[<prev] [next>] [<thread-prev] [thread-next>] [day] [month] [year] [list]
Message-ID: <6ce32759-ea83-ee79-33d3-237737f7b866@arm.com>
Date: Mon, 1 Apr 2019 20:12:03 +0100
From: Robin Murphy <robin.murphy@....com>
To: Rob Herring <robh@...nel.org>, dri-devel@...ts.freedesktop.org
Cc: linux-kernel@...r.kernel.org, linux-arm-kernel@...ts.infradead.org,
Will Deacon <will.deacon@....com>,
Joerg Roedel <joro@...tes.org>,
iommu@...ts.linux-foundation.org,
Maarten Lankhorst <maarten.lankhorst@...ux.intel.com>,
Maxime Ripard <maxime.ripard@...tlin.com>,
Sean Paul <sean@...rly.run>, David Airlie <airlied@...ux.ie>,
Daniel Vetter <daniel@...ll.ch>,
Alyssa Rosenzweig <alyssa@...enzweig.io>,
Lyude Paul <lyude@...hat.com>, Eric Anholt <eric@...olt.net>,
Neil Armstrong <narmstrong@...libre.com>,
"Marty E . Plummer" <hanetzer@...rtmail.com>,
Tomeu Vizoso <tomeu.vizoso@...labora.com>
Subject: Re: [PATCH v2 3/3] drm/panfrost: Add initial panfrost driver
On 01/04/2019 08:47, Rob Herring wrote:
> This adds the initial driver for panfrost which supports Arm Mali
> Midgard and Bifrost family of GPUs. Currently, only the T860 and
> T760 Midgard GPUs have been tested.
FWIW, on an antique T624 (Juno) it seems to work no worse than the kbase
driver plus panfrost-nondrm, which is to say it gets far enough to prove
that the userspace definitely doesn't support T624 (kmscube manages to
show a grey background, but the GPU is constantly falling over with page
faults trying to dereference address 0 - for obvious reasons I'm not
going to get any further involved in debugging that).

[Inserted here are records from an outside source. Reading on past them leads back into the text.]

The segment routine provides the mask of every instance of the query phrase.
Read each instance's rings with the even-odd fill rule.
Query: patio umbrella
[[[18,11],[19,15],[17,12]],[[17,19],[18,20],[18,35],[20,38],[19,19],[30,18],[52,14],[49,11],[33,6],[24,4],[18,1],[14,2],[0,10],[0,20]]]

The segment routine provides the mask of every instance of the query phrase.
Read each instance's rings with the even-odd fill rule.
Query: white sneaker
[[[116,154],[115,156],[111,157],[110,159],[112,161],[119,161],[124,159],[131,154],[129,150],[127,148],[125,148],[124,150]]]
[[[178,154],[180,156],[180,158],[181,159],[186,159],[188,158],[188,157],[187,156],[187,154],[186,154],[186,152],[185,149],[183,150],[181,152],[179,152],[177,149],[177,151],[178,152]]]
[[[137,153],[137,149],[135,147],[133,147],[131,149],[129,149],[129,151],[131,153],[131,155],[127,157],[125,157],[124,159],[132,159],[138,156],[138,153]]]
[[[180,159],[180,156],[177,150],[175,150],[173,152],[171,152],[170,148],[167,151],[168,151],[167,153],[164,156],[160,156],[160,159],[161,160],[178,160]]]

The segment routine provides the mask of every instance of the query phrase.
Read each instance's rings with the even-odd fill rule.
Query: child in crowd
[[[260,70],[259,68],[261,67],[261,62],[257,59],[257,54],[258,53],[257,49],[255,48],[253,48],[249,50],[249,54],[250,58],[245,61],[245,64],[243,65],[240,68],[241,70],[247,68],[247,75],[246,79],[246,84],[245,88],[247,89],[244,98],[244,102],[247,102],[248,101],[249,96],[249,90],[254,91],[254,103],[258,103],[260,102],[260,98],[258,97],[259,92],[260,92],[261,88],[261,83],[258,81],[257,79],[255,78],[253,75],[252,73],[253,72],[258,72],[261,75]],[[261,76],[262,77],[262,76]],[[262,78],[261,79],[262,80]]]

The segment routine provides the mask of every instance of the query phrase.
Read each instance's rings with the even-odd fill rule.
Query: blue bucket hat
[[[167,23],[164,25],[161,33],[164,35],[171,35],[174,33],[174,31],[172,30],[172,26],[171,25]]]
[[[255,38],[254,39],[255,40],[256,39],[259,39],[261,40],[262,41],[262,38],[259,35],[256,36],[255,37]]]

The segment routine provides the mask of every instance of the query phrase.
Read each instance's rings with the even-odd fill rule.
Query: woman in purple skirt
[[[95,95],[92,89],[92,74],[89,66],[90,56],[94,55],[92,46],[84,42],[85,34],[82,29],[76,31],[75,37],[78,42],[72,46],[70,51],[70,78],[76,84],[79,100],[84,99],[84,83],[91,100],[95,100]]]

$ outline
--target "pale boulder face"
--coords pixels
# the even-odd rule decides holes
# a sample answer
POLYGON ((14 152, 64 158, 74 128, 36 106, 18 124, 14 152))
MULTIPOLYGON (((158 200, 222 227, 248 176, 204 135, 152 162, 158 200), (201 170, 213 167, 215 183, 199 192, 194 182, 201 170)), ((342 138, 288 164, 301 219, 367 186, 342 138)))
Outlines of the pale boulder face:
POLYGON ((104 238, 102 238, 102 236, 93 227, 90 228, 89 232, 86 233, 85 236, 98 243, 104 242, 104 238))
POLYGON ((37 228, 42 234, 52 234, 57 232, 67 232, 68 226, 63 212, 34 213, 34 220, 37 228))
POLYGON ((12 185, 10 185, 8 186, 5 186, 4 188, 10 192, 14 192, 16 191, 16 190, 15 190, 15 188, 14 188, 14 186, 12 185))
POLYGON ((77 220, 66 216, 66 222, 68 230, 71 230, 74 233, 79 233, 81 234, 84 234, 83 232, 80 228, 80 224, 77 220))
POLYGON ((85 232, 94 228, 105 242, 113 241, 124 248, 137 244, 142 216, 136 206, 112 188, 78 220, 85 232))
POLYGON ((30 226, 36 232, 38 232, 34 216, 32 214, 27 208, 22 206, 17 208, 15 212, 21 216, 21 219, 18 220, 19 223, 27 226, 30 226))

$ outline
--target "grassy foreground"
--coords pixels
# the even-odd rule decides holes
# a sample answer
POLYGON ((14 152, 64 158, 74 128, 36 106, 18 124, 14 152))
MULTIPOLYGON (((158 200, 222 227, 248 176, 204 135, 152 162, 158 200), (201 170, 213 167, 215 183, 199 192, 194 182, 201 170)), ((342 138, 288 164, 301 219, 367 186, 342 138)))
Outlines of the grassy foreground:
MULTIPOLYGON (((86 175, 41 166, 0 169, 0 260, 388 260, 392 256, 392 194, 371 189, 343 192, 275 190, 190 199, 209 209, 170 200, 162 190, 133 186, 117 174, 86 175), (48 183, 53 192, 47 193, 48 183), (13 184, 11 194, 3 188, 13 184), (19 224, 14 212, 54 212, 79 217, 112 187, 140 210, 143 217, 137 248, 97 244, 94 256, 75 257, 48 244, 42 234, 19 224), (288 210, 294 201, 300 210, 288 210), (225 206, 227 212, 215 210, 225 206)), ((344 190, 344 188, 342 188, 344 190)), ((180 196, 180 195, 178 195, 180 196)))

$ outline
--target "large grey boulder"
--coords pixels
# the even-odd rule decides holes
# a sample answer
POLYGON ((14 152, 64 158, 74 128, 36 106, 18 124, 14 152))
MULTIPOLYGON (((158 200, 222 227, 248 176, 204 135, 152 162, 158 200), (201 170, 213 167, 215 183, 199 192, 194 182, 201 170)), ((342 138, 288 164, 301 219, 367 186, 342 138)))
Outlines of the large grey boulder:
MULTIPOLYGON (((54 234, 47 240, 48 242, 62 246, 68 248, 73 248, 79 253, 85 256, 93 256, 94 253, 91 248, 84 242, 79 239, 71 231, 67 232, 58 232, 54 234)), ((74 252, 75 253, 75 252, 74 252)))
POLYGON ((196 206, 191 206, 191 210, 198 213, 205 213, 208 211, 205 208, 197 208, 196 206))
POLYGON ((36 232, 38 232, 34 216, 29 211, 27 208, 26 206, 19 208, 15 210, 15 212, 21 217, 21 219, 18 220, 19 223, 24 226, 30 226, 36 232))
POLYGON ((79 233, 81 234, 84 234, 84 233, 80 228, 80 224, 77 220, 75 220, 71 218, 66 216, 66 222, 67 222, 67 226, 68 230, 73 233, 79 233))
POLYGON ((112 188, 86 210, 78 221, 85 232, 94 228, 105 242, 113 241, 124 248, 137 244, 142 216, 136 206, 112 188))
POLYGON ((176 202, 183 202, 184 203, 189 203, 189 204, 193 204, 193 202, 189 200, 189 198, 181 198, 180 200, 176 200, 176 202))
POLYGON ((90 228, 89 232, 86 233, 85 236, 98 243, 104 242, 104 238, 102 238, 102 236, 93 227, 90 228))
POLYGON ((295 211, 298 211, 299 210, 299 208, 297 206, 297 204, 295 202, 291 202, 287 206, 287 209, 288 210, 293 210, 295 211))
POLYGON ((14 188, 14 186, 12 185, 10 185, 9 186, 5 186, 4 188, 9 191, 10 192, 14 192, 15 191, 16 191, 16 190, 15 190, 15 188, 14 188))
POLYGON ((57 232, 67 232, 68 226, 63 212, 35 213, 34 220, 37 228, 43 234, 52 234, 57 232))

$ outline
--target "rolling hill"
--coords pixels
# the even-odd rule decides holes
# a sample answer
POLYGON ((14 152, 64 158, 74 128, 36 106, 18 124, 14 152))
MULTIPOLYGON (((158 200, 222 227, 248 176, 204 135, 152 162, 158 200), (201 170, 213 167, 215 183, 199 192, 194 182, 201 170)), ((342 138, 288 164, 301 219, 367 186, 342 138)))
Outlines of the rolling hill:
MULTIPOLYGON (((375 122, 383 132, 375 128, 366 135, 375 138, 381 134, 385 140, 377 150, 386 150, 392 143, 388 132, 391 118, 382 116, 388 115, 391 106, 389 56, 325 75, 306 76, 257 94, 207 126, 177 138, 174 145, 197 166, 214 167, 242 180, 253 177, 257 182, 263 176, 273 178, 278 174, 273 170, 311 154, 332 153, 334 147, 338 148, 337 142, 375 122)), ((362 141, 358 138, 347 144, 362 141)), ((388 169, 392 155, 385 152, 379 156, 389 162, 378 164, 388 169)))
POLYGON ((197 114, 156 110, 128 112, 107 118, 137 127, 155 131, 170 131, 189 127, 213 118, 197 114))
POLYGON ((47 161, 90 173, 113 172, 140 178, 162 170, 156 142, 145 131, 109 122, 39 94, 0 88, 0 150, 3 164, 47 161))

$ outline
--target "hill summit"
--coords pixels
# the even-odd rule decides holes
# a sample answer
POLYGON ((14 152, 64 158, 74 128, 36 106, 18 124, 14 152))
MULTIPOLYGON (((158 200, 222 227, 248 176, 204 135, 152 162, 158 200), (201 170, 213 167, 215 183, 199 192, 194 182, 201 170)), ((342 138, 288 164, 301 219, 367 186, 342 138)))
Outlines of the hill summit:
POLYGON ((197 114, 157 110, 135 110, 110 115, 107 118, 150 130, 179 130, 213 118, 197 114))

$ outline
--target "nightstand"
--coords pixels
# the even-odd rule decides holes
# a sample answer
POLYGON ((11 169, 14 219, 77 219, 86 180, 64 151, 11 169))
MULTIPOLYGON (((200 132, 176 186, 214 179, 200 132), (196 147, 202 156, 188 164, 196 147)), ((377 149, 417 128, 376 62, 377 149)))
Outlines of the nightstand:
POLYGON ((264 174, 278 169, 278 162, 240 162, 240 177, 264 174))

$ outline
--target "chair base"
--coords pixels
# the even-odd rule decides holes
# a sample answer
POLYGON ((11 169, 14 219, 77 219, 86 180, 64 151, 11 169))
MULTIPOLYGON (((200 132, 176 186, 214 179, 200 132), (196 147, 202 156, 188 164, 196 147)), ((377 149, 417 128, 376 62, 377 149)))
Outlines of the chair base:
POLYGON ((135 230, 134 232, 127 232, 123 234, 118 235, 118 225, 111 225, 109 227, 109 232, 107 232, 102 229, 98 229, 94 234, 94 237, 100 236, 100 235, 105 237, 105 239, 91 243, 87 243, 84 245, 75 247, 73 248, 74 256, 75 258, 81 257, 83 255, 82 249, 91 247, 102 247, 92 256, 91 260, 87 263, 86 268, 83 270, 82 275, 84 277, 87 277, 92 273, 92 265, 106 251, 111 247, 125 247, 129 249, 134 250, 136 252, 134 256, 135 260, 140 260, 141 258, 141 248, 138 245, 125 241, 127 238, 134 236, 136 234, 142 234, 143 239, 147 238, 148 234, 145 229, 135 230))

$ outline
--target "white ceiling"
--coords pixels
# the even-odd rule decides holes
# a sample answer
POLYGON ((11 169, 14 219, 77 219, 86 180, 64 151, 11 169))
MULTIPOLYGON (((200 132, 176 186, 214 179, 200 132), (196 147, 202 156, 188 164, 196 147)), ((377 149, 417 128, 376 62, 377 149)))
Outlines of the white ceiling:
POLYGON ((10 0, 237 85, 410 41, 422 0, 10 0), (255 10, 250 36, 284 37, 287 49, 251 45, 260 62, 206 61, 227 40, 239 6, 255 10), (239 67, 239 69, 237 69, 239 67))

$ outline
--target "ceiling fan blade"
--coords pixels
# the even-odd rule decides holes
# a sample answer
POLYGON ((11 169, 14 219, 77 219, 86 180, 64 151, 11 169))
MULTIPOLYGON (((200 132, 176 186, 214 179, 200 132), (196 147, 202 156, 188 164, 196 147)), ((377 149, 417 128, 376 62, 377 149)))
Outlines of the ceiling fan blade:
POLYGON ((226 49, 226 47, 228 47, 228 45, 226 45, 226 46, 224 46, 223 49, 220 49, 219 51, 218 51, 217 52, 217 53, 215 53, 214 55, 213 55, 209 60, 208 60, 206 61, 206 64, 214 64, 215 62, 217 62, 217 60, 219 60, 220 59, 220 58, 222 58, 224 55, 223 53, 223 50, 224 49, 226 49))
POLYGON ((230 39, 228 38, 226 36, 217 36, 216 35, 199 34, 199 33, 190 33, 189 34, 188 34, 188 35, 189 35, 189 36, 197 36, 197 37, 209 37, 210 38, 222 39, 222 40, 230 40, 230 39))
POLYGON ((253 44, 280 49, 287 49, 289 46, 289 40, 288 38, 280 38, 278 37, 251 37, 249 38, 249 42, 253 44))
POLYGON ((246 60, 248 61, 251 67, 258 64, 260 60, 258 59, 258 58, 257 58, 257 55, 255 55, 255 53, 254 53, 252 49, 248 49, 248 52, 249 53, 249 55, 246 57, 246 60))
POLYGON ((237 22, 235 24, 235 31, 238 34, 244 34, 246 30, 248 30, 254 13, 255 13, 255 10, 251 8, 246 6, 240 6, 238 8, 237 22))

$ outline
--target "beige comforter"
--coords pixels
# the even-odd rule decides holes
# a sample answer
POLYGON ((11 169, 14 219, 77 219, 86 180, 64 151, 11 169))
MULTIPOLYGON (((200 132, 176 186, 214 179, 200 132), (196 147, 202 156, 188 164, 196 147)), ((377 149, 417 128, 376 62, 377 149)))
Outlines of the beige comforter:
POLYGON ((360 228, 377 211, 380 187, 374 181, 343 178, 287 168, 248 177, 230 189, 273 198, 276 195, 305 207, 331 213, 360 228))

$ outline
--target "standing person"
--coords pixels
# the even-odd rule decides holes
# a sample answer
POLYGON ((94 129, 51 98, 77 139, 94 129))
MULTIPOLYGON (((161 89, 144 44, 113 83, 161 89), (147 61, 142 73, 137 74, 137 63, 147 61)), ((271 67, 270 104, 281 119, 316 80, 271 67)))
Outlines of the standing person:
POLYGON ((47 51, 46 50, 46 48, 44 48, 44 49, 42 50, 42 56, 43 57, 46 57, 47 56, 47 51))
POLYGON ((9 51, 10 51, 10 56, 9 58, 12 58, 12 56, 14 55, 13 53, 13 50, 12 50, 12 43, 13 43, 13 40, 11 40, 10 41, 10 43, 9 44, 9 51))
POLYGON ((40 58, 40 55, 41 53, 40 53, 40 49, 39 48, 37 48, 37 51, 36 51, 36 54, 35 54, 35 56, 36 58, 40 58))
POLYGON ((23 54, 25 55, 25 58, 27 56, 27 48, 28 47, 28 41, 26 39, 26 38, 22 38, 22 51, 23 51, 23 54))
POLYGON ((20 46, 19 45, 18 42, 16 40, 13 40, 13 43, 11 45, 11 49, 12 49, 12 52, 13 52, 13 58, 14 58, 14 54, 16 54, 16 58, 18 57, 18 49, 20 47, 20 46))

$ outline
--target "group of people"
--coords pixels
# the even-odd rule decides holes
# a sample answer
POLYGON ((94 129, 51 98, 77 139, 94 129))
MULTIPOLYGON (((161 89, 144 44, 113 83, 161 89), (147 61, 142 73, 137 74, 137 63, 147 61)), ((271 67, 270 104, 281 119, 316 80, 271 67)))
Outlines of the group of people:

A couple of discoveries and general observations below.
> v2:
> - Add GPU reset on job hangs (Tomeu)
> - Add RuntimePM and devfreq support (Tomeu)
> - Fix T760 support (Tomeu)
> - Add a TODO file (Rob, Tomeu)
> - Support multiple in fences (Tomeu)
> - Drop support for shared fences (Tomeu)
> - Fill in MMU de-init (Rob)
> - Move register definitions back to single header (Rob)
> - Clean-up hardcoded job submit todos (Rob)
> - Implement feature setup based on features/issues (Rob)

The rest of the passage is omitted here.